Department of Pediatrics, Ribeirão Preto Medical School/University of Sao Paulo, Ribeirao Preto, Sao Paulo, Brazil.
Clin Med Insights Oncol. 2014 Aug 24;8:95-100. doi: 10.4137/CMO.S10242. eCollection 2014.
Great improvements have been made in acute lymphoblastic leukemia (ALL) treatment in the past decades, especially due to the use of l-asparaginase (l-ASP). Despite the significant success rate, several side effects mainly caused by toxicity, asparaginase silent inactivation, and cellular resistance, encourage an open debate regarding the optimal dosage and formulation of l-ASP. Alternative sources of asparaginases have been constantly investigated in order to overcome hypersensitivity clinical toxicity. Additionally, genomic modulation as gene expression profiling, genetic polymorphisms, and epigenetic changes is also being investigated concerning their role in cellular resistance to l-ASP. Understanding the mechanisms that mediate the resistance to l-ASP treatment may bring new insights into ALL pathobiology and contribute to the development of more effective treatment strategies. In summary, this review presents an overview on l-ASP data and focuses on cellular mechanisms underlying resistance and alternative therapies for the use of asparaginase in childhood ALL treatment.

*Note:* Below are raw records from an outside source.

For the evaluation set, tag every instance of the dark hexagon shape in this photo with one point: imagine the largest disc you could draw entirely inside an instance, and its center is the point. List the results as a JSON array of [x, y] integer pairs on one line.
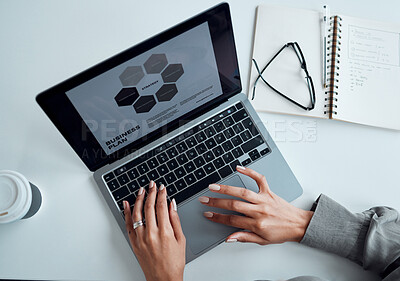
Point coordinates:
[[155, 63], [166, 92], [172, 73], [131, 75], [144, 104], [126, 96]]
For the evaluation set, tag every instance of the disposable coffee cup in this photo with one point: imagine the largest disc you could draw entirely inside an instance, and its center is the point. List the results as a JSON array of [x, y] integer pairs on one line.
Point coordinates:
[[19, 199]]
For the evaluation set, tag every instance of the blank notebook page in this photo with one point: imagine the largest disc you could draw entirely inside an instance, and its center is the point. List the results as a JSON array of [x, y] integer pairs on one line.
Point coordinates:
[[276, 26]]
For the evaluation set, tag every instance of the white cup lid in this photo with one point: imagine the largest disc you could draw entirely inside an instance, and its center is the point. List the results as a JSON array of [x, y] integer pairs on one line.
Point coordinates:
[[15, 196]]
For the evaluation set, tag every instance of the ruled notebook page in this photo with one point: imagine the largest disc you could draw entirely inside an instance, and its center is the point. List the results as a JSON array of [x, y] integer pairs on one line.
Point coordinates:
[[369, 80]]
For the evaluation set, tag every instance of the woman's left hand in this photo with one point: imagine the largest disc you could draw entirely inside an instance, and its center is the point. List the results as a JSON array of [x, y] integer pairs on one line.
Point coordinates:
[[159, 245]]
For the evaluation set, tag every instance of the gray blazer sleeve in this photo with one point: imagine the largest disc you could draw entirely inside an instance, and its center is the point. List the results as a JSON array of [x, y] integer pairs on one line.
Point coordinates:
[[370, 238]]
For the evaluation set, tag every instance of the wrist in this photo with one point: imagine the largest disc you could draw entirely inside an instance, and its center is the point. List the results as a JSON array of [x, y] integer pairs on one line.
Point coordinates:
[[303, 221]]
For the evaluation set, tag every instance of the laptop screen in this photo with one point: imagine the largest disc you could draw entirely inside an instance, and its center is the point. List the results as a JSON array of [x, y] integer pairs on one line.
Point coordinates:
[[129, 100], [150, 90]]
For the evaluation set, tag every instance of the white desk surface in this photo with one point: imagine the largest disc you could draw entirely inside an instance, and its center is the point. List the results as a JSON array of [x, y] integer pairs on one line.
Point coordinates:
[[74, 236]]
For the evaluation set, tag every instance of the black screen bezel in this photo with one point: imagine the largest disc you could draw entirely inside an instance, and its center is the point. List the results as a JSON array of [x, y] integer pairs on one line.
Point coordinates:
[[64, 116]]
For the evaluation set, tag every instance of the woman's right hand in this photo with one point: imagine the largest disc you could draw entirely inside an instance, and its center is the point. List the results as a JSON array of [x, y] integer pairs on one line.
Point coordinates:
[[268, 218]]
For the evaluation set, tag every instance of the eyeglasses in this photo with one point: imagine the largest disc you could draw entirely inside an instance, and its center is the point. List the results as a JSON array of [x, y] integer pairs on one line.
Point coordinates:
[[296, 48]]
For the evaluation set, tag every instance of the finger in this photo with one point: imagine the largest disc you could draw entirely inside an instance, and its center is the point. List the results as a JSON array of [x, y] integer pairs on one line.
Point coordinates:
[[175, 221], [138, 210], [229, 204], [232, 220], [149, 210], [248, 237], [128, 221], [259, 178], [239, 192], [162, 210]]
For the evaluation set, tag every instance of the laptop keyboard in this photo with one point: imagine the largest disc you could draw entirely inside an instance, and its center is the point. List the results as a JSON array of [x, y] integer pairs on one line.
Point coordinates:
[[186, 164]]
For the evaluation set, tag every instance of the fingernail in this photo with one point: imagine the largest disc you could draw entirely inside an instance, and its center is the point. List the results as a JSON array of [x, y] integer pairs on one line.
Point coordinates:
[[174, 205], [231, 240], [214, 187], [208, 214], [204, 199], [141, 191]]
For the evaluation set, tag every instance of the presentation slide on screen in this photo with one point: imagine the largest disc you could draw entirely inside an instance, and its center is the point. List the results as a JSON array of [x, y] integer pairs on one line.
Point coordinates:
[[150, 90]]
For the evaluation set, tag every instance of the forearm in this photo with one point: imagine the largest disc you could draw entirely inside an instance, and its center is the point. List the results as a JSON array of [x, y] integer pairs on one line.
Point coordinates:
[[371, 238]]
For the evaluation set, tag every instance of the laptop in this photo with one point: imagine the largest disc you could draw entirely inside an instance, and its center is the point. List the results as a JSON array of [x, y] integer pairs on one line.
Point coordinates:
[[170, 109]]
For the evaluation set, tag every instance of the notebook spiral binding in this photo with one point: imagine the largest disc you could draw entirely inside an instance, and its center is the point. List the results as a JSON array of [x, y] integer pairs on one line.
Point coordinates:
[[333, 65]]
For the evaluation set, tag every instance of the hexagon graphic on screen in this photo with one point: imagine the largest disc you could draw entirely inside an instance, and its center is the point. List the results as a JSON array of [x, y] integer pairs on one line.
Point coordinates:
[[172, 73], [166, 92], [131, 76], [155, 63], [144, 104], [126, 96]]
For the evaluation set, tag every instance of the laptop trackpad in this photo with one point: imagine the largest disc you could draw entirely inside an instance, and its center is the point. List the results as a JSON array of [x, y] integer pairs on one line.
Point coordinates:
[[200, 232]]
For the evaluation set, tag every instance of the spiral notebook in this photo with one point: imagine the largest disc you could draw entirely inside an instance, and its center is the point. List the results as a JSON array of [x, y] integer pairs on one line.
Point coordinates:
[[360, 58]]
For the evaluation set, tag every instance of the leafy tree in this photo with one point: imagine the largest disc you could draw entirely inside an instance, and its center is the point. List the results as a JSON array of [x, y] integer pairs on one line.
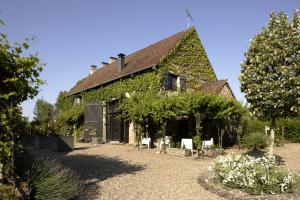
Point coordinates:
[[270, 75], [19, 81]]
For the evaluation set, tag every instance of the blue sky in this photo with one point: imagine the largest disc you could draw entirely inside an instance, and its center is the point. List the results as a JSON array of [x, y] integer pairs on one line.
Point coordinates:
[[73, 34]]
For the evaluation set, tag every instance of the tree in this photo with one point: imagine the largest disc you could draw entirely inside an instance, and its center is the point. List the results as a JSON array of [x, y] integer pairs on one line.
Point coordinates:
[[270, 75], [19, 80]]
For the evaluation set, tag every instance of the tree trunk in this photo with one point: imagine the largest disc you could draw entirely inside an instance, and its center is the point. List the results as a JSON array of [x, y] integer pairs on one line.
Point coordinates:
[[272, 137], [164, 139]]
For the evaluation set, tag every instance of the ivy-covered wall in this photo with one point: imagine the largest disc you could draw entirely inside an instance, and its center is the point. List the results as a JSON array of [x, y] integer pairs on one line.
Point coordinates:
[[189, 59], [146, 82]]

在过去的几十年中,急性淋巴细胞白血病(ALL)的治疗取得了重大进展,特别是由于使用了 L-天冬酰胺酶(l-ASP)。尽管成功率显著,但由于毒性、天冬酰胺酶沉默失活和细胞耐药性等几个主要副作用,人们对 l-ASP 的最佳剂量和制剂仍存在争议。为了克服过敏反应的临床毒性,人们一直在不断寻找替代来源的天冬酰胺酶。此外,还研究了基因组调节,如基因表达谱、遗传多态性和表观遗传变化,以了解它们在细胞对 l-ASP 耐药性中的作用。了解介导对 l-ASP 治疗耐药性的机制可能会为 ALL 的病理生物学带来新的见解,并有助于开发更有效的治疗策略。总之,本文综述了 l-ASP 的相关数据,并重点介绍了细胞耐药性的机制以及用于儿童 ALL 治疗的替代天冬酰胺酶疗法。